TERRA DE SONHOS - De Renato Teixeira e Orquestra do Estado de Mato Grosso
O principal parceiro de Renato Teixeira é o mato-grossense Almir Sater.
Então, o compositor paulista estava à vontade para participar do projeto com a Orquestra do Estado de Mato Grosso, que circulou por oito cidades. Dele saiu este irretocável álbum com regência de Leandro Carvalho e arranjos originais de André Mehmari, Ruriá Duprat, Vittor Santos e outros. Ao lado de sucessos como Tocando em Frente, Um Violeiro Toca (ambas com Sater), Trem do Pantanal (Geraldo Roca/Paulo Simões), Chalana (Mario Zan), Renato canta suas Amora, Passatempo (inédita) e músicas antigas dedicadas ao estado, como Mato Grosso Rico (Paraíso e Tinoco). A sonoridade da orquestra, criada em 2005, redimensiona o cheiro de terra das canções. Kuarup, R$ 25. Disponível nas plataformas digitais.

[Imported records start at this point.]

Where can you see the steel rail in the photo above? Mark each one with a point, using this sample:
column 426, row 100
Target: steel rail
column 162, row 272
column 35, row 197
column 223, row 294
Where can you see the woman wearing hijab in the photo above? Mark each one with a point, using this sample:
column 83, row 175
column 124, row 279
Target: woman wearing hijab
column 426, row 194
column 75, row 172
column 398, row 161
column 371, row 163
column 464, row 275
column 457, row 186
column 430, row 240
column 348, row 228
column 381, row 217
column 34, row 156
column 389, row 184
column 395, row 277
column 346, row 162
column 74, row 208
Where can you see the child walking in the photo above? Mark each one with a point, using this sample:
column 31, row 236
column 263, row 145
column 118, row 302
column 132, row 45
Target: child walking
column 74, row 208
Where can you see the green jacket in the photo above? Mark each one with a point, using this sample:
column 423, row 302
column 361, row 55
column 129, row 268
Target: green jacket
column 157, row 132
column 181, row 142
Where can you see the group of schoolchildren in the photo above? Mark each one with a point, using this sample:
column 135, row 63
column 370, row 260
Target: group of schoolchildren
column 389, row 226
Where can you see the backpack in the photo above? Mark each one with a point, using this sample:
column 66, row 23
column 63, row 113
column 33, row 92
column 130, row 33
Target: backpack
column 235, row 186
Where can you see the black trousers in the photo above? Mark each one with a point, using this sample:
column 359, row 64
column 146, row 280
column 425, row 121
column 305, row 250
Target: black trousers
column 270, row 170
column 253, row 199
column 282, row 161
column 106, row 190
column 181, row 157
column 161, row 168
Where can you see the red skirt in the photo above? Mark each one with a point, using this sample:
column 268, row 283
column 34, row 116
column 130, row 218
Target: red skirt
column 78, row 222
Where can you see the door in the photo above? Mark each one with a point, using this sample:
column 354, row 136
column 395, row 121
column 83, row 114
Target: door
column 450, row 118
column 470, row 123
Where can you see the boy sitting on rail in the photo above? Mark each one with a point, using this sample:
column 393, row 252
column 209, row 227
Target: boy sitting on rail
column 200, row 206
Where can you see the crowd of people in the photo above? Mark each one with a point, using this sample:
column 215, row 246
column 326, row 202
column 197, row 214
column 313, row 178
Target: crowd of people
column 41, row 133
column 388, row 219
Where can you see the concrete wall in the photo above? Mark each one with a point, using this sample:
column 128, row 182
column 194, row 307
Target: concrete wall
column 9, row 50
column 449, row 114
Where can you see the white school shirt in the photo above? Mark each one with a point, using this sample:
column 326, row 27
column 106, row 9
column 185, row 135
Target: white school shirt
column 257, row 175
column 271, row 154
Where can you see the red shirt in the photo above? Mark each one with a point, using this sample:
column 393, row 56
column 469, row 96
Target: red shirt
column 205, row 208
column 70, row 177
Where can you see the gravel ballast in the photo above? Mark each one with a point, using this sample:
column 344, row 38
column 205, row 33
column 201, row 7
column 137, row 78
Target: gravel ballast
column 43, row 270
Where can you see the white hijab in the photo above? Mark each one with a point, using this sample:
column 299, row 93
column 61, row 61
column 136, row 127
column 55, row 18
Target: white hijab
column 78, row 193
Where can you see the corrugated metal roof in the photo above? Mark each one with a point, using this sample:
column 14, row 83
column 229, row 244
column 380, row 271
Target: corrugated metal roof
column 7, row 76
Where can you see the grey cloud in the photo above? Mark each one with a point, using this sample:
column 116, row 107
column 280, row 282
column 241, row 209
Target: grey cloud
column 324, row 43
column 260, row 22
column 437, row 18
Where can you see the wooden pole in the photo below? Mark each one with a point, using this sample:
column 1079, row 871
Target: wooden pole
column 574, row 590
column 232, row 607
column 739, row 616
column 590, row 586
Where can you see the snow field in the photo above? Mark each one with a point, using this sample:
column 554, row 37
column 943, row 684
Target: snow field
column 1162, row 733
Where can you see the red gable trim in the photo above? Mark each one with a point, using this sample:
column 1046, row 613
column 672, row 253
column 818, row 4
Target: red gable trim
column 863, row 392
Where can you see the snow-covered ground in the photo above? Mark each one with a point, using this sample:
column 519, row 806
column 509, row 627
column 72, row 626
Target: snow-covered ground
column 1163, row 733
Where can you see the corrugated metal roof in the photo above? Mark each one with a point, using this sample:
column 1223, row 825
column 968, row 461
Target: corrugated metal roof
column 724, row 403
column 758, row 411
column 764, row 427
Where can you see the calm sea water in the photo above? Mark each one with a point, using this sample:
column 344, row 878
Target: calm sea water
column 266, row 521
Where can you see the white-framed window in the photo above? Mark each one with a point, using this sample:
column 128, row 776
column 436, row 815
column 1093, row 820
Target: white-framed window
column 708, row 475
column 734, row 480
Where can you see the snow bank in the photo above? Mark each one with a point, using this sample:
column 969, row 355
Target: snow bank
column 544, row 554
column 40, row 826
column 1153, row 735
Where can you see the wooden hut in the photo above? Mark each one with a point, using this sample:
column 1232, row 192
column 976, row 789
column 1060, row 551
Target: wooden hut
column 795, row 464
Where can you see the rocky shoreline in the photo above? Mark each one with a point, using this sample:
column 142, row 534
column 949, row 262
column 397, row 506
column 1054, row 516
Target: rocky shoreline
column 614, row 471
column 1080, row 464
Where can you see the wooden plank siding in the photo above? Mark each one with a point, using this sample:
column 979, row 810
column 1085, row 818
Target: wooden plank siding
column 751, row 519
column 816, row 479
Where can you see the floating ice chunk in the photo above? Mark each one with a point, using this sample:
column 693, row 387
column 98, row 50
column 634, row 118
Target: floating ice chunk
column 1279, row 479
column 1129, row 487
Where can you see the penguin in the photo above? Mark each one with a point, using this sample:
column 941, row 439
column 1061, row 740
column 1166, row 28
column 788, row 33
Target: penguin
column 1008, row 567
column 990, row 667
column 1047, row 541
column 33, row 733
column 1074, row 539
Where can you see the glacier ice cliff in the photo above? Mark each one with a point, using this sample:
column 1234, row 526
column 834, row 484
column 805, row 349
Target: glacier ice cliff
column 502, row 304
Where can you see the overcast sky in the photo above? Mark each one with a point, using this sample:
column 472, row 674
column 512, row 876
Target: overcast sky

CANTO CANÇÕES DE AMOR - De Rafael Brasil
Um dos mais conhecidos cantores da noite porto-alegrense, em ação desde 1997, Rafael Brasil resolveu registrar em DVD a passagem dos 20 anos de carreira. Em vez de fazer isso num palco, com público, que é o mais comum, optou pela gravação ao vivo no Estúdio Soma. Ele e seus impecáveis violões, cercados por Ciro Moreau (guitarra), Marco Farias (piano), Mário Carvalho (baixo acústico), Meco Dutra (baixo), Rodrigo Sorriso (bateria), mais os vocalistas Cíntia Rosa e Rosa Franco. O repertório reúne músicas desses 20 anos, todas conhecidas dos fãs, como Quando me Encontrar, Sem Sua Mão, Jantar a Dois e Liga Pra Mim. Rafael é essencialmente romântico, mas tem bom-gosto e canta muito. Independente, DVD R$ 20, CD R$ 10, à venda na fanpage do Facebook.
BIFE DE BÚFALO - De Bife de Búfalo
Fernando Keiber, Emerson Maicá, Eduardo Cardoso, Leandro Gauer e Eduardo Guedes formam a Bife de Búfalo, banda de existência bissexta criada em 2001 na cidade de Santa Rosa. Para a volta à estrada com seu show “politicamente incorreto”, lança este terceiro álbum, 13 anos depois do anterior. São dez faixas de humor escracho. O reggae Ligue Já é sobre um garoto de programa. Um vaneirão com Luiz Carlos Borges no acordeom, A Bichice é Um Pecado prega a “terapia do joelhaço”. A faixa Brigadiana tem arranjo de música brega. O rock/rap Depois não, agoia!, debocha de um rapper que quer o seu Porsche “agoia!”. E por aí vai. É bem tocado e bem divertido. Independente, R$ 10 nas lojas Multisom e em www.bifedebufalo.com.br. Disponível nas plataformas digitais.